Can I use ProseMirror in pure javascript?

Hi, sorry if this is a stupid question. It’s been a very long time since I did any frontend work. I have a really simple website that’s just pure javascript and some simple JQuery stuff for get/post calls (literally just one html file). I would like to add collaborative text editing to my textarea and text inputs, and ProseMirror seems like a really nice project.

I looked at the prosemirror-example-setup and it looks like it requires npm, so it is a node.js project, but is written in typescript? Is there a way I can add ProseMirror to my simple javascript/HTML page? If so, could someone point me to any examples I can see on how to do that?

If not, can you guys recommend what I need to do to integrate ProseMirror? I’d be willing to learn a new js framework. Do I need to learn Typescript, or convert my single page to a node.js project? Reading over the Intro, I’m not really clear on what tech stack is required for ProseMirror and thus what I need to start learning first.

If you just want a drop-in text editor, ProseMirror by itself requires quite a lot of code to get going. You might want to look at TipTap, which is ProseMirror bundled up in an easy to use package.
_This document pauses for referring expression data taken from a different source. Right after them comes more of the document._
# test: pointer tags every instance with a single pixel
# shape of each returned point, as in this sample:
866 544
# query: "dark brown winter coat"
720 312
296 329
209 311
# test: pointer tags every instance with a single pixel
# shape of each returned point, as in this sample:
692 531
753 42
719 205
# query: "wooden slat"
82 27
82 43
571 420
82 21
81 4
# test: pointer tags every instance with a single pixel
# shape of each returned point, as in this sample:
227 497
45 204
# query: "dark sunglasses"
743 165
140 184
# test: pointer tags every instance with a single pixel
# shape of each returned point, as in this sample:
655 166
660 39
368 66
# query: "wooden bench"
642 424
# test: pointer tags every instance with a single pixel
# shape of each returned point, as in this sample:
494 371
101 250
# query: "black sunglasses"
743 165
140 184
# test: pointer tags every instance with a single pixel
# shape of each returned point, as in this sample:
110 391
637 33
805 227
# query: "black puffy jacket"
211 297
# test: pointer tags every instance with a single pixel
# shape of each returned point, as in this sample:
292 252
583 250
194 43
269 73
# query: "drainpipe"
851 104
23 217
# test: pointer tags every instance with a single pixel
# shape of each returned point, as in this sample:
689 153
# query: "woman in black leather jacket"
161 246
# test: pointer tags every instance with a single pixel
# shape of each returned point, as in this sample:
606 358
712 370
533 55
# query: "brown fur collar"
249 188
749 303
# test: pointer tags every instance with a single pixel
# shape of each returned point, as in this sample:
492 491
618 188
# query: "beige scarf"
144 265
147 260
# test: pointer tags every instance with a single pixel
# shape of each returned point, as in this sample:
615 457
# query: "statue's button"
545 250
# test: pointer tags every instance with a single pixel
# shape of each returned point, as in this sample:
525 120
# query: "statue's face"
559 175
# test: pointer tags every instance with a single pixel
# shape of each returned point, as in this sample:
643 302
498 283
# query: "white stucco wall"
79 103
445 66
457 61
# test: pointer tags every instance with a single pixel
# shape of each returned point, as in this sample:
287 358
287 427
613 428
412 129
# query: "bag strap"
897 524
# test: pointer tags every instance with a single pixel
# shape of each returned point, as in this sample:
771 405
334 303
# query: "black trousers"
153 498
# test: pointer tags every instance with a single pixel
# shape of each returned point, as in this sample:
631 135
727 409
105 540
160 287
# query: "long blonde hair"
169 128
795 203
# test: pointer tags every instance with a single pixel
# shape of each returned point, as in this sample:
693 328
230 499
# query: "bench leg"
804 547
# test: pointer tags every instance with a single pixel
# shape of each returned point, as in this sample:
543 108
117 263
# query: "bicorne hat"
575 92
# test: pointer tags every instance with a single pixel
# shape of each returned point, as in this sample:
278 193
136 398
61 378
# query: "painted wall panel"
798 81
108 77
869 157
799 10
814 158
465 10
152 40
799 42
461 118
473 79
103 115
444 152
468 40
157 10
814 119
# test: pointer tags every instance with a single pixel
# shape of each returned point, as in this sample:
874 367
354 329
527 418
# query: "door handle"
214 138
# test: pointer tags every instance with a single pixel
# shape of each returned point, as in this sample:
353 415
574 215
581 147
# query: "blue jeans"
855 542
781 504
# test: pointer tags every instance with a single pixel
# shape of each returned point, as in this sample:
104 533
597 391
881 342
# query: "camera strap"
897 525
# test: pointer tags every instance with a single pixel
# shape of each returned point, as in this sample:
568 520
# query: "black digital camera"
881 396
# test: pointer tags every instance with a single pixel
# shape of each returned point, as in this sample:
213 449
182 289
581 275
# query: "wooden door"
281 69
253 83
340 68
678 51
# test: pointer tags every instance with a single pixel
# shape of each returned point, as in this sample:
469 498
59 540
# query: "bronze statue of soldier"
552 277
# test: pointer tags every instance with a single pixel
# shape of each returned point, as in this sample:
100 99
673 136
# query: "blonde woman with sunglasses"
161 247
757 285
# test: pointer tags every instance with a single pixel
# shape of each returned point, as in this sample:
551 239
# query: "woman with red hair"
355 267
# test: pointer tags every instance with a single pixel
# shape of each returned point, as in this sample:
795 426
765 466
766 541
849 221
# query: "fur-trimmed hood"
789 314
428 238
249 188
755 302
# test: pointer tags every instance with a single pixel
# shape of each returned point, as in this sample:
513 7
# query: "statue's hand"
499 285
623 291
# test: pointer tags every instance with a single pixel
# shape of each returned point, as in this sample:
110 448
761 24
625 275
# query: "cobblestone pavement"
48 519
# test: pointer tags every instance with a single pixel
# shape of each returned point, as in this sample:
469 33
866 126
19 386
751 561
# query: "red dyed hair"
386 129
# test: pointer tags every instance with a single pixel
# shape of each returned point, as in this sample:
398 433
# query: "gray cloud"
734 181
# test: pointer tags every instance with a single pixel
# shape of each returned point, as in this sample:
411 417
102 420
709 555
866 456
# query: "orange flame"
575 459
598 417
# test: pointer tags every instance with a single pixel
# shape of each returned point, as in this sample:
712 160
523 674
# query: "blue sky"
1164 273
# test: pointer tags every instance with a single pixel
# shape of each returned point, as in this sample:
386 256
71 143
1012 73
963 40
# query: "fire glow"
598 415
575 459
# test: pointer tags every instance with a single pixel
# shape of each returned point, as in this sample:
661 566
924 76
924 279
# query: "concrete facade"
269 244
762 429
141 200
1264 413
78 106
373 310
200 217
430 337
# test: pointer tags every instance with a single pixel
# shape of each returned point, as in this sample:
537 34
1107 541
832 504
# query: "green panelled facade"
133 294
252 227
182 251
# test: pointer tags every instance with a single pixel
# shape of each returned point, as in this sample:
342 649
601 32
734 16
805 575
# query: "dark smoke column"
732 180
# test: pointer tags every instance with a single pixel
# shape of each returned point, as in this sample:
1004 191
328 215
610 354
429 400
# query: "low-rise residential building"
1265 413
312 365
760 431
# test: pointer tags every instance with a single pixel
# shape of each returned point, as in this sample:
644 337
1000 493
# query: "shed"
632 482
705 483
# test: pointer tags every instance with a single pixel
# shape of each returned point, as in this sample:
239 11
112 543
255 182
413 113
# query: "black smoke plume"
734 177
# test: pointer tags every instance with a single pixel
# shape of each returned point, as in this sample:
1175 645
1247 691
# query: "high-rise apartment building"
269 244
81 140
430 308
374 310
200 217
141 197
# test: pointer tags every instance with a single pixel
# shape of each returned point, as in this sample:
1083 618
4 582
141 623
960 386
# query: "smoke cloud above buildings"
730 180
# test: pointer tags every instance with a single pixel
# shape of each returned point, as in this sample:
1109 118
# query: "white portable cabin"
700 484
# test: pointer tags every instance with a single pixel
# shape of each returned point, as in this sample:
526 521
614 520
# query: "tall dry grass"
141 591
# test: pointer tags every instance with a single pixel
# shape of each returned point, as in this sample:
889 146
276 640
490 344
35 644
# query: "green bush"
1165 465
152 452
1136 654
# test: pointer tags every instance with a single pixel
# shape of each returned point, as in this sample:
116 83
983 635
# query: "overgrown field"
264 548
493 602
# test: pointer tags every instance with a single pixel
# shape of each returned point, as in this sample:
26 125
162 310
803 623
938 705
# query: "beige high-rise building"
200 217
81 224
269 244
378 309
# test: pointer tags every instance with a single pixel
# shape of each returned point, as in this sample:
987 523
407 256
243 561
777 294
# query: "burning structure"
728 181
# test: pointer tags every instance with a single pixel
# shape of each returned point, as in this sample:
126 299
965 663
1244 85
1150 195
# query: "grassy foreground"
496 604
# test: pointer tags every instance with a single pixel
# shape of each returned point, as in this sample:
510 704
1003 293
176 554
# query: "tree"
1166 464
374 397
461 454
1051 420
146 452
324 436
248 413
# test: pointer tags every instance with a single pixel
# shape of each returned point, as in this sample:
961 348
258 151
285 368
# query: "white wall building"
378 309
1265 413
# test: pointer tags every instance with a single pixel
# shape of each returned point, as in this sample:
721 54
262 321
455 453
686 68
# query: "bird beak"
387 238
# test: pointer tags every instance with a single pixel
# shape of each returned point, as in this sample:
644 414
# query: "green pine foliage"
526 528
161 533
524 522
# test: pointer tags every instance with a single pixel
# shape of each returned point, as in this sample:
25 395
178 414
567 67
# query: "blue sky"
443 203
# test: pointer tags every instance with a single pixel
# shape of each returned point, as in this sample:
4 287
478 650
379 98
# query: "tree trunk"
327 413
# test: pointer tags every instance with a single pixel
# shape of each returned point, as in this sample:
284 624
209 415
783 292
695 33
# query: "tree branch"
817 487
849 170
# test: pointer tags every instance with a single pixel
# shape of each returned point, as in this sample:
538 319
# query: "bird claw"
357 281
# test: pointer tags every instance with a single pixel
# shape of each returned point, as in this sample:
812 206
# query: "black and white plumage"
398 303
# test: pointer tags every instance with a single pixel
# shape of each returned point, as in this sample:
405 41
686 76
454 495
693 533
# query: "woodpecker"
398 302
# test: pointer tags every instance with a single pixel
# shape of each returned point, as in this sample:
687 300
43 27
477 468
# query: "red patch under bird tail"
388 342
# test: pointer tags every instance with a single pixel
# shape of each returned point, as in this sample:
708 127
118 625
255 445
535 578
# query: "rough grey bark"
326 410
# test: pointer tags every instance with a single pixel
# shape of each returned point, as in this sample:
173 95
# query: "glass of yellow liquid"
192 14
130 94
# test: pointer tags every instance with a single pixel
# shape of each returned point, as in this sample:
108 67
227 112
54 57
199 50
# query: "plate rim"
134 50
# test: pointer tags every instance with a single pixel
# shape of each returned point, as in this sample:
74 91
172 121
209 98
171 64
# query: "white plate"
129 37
ProseMirror’s strength is deep customisation. If you plan to do a lot of that, it’s probably to avoid TipTap and go direct to the real thing.

And no you don’t need a JS framework, or even Typescript. But as you spotted you do need a way to use NPM modules in the browser. Personally I find Vite the best option these days.

Prosemirror uses npm, but it’s not meant to run in a node.js environment; in fact, it will probably fail since it has references to window.document in a lot of places. Instead it simply uses npm as a package manager.

I did some digging, but I don’t think Prosemirror is on a cdn, so I’m not sure if there’s a way you can just download the compiled build output of the library anywhere without using npm.

But for modern frontends, npm is generally used to manage packages anyway. You don’t have to learn typescript either. Create a new folder, run npm init, then npm install prosemirror-view prosemirror-state …. And then you can start using them in some js files import { EditorView } from “prosemirror-view”

Also, if you want to completely just avoid the nightmare that is frontend build tooling, you can just use an in-browser IDE like replit or codesandbox. Here’s a template I have setup for prosemirror: prosemirror-template - CodeSandbox

I believe you can export the whole project from there too, so that’s another way you can set it up.

Anyway, I hope this didn’t come off condescending; I didn’t want to assume what you did and didn’t know and hope it was helpful.